Practitioners have long been aware that in the former regime of recoverable success fees, that element of the success fee, which related to the cost to a solicitor of delay in payment and/or funding the litigation was irrecoverable inter partes.
Accordingly, the decision reached by the Court of Appeal in the case of the Secretary of State for the Department of Energy and Climate Change and Coal Products Limited.v.Jeffrey Jones and others  EWCA Civ 363 is an interesting illustration, of the way that solicitors were able to recover an element of interest incurred pre-judgment and the making of the costs order, for their clients on disbursements.
The facts of the case may be briefly stated. The case involved the aftermath of the Phurnacite Litigation, where after a 6 week trial on liability, costs were awarded to the claimants as receiving parties.

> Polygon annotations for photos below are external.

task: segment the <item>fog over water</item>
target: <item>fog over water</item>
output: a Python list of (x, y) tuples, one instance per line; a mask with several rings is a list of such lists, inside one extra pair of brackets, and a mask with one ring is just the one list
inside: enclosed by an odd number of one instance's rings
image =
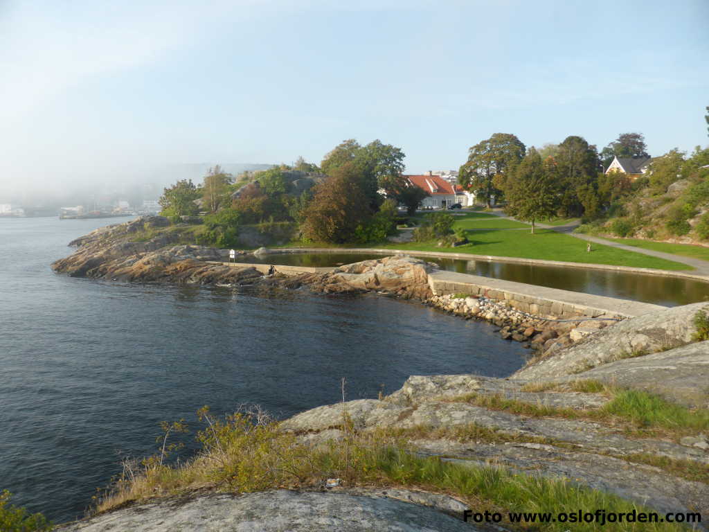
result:
[(194, 422), (205, 404), (283, 417), (337, 402), (342, 377), (348, 399), (373, 398), (410, 375), (523, 363), (492, 326), (414, 303), (50, 270), (106, 221), (0, 218), (0, 484), (55, 521), (80, 516), (121, 457), (153, 453), (161, 421)]

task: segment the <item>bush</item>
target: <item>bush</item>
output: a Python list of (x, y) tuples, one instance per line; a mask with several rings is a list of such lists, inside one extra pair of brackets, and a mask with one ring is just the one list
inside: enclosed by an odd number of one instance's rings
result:
[(197, 235), (197, 243), (218, 248), (239, 245), (239, 212), (233, 209), (223, 209), (205, 216), (205, 231)]
[(613, 220), (613, 223), (610, 224), (610, 231), (614, 235), (625, 238), (632, 234), (635, 232), (635, 228), (628, 220), (618, 218)]
[(684, 199), (691, 207), (709, 201), (709, 181), (702, 181), (687, 189)]
[(673, 207), (669, 211), (665, 226), (670, 233), (676, 236), (682, 236), (686, 235), (691, 230), (692, 226), (689, 225), (687, 218), (691, 218), (688, 215), (691, 214), (692, 211), (691, 207), (688, 209), (687, 206), (686, 204), (681, 206)]
[(453, 233), (454, 219), (448, 213), (437, 212), (423, 217), (420, 227), (413, 230), (413, 239), (416, 242), (425, 242), (434, 238), (441, 238)]
[(8, 501), (11, 494), (6, 489), (0, 493), (0, 530), (2, 532), (52, 530), (53, 525), (41, 514), (30, 515), (24, 508), (8, 506)]
[(709, 240), (709, 212), (702, 215), (699, 223), (694, 226), (694, 231), (702, 240)]

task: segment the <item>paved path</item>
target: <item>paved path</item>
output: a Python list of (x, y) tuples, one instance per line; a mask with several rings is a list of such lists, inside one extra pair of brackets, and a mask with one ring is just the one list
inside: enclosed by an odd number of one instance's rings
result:
[[(503, 218), (507, 218), (508, 220), (514, 220), (515, 218), (512, 216), (507, 216), (502, 211), (502, 209), (493, 209), (492, 214), (496, 216), (499, 216)], [(579, 233), (574, 233), (574, 230), (579, 226), (579, 223), (569, 223), (566, 226), (549, 226), (546, 223), (536, 223), (537, 227), (541, 228), (542, 229), (552, 229), (552, 231), (558, 231), (559, 233), (564, 233), (564, 234), (569, 235), (569, 236), (573, 236), (574, 238), (580, 238), (583, 240), (586, 240), (588, 242), (592, 242), (596, 244), (602, 244), (603, 245), (607, 245), (610, 248), (616, 248), (619, 250), (625, 250), (625, 251), (635, 251), (636, 253), (642, 253), (643, 255), (649, 255), (651, 257), (657, 257), (660, 259), (666, 259), (667, 260), (674, 260), (676, 262), (681, 262), (682, 264), (686, 264), (696, 270), (696, 273), (700, 275), (708, 275), (709, 276), (709, 260), (702, 260), (701, 259), (695, 259), (691, 257), (685, 257), (681, 255), (674, 255), (673, 253), (665, 253), (661, 251), (654, 251), (654, 250), (646, 250), (642, 248), (635, 248), (632, 245), (625, 245), (625, 244), (621, 244), (618, 242), (613, 242), (613, 240), (605, 240), (605, 238), (599, 238), (596, 236), (589, 236), (588, 235), (582, 235)]]

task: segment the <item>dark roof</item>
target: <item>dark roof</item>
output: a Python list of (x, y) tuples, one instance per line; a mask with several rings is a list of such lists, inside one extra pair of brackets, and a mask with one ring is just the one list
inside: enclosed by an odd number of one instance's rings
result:
[(650, 161), (649, 157), (616, 157), (623, 171), (626, 174), (642, 174), (642, 168)]

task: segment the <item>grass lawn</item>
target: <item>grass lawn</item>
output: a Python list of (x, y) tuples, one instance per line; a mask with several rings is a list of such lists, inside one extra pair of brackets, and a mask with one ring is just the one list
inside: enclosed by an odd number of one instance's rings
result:
[(709, 260), (709, 248), (705, 248), (703, 245), (671, 244), (668, 242), (653, 242), (652, 240), (644, 240), (637, 238), (607, 238), (607, 240), (618, 242), (619, 244), (632, 245), (635, 248), (642, 248), (644, 250), (661, 251), (664, 253), (673, 253), (684, 257), (691, 257), (693, 259)]
[[(459, 222), (456, 222), (455, 226)], [(411, 251), (437, 251), (444, 253), (472, 253), (497, 257), (519, 257), (527, 259), (563, 260), (567, 262), (608, 264), (659, 270), (692, 270), (691, 266), (671, 260), (665, 260), (632, 251), (614, 249), (594, 244), (591, 253), (586, 252), (587, 243), (551, 229), (539, 229), (532, 235), (526, 231), (469, 231), (471, 243), (457, 248), (442, 248), (432, 242), (407, 242), (389, 243), (381, 246), (390, 249)]]
[[(484, 212), (466, 211), (447, 211), (455, 219), (454, 227), (462, 227), (464, 229), (518, 229), (531, 226), (515, 220), (506, 220)], [(417, 214), (415, 218), (417, 223), (420, 223), (425, 215)]]
[(567, 223), (571, 223), (572, 222), (579, 221), (578, 218), (554, 218), (551, 220), (540, 220), (540, 223), (545, 223), (547, 226), (565, 226)]

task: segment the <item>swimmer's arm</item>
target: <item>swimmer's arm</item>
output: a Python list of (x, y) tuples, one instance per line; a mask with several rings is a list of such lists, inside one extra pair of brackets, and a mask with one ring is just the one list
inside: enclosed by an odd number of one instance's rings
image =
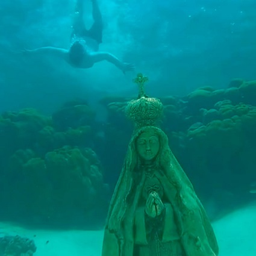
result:
[(66, 49), (51, 46), (40, 47), (33, 49), (25, 49), (23, 52), (28, 54), (46, 54), (63, 58), (66, 58), (69, 52)]
[(102, 61), (103, 60), (107, 60), (107, 61), (113, 64), (123, 72), (125, 72), (125, 71), (133, 70), (134, 68), (133, 64), (123, 63), (118, 59), (116, 56), (110, 54), (109, 52), (96, 52), (90, 53), (90, 55), (92, 57), (92, 61), (93, 61), (94, 63)]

The claimants disbursements exceeded £787,000.
The claimants had all entered, in addition to their CFAs, disbursement funding arrangements with their solicitors. These provided that the solicitor would fund disbursements as the case went along, in return for interest at 4% above rate. The interest was only payable if recovered from the paying party, and so was accurately to be described, as a contingent liability.
The solicitors contended that the agreements were exempt from the Consumer Credit Act 1974, as the contingent nature of the liability, meant that they were not providing “credit” as defined by the Act.
At first instance, Swift J accepted that the agreement was a proper one, enforceable, and awarded interest as claimed.
On appeal, a very narrow issue was taken: namely whether the interest rate to be awarded by the court, was excessive, and should be reduced to reflect the solicitors circumstances, not the claimants’ circumstances, who would be the beneficiaries as a factor in the exercise of the discretion.
Perhaps unsurprisingly, the Court of Appeal took the view, that the fact it was the solicitors who had funded the litigation, made no odds, as if the agreement had been made by the claimants with a bank or other commercial lender, the liability to pay the interest, was the claimants.
It is a relatively straightforward matter to draft such an agreement, which should ensure, per the Court of Appeal decision, that the costs of financing such expenditure, can properly be recoverable from the paying party.
Accordingly, any firm which routinely finances on credit, the client’s disbursements should review its funding arrangements to ensure that in successful cases, a useful 4.5% of interest on disbursements is recovered, from the point when the liability is incurred.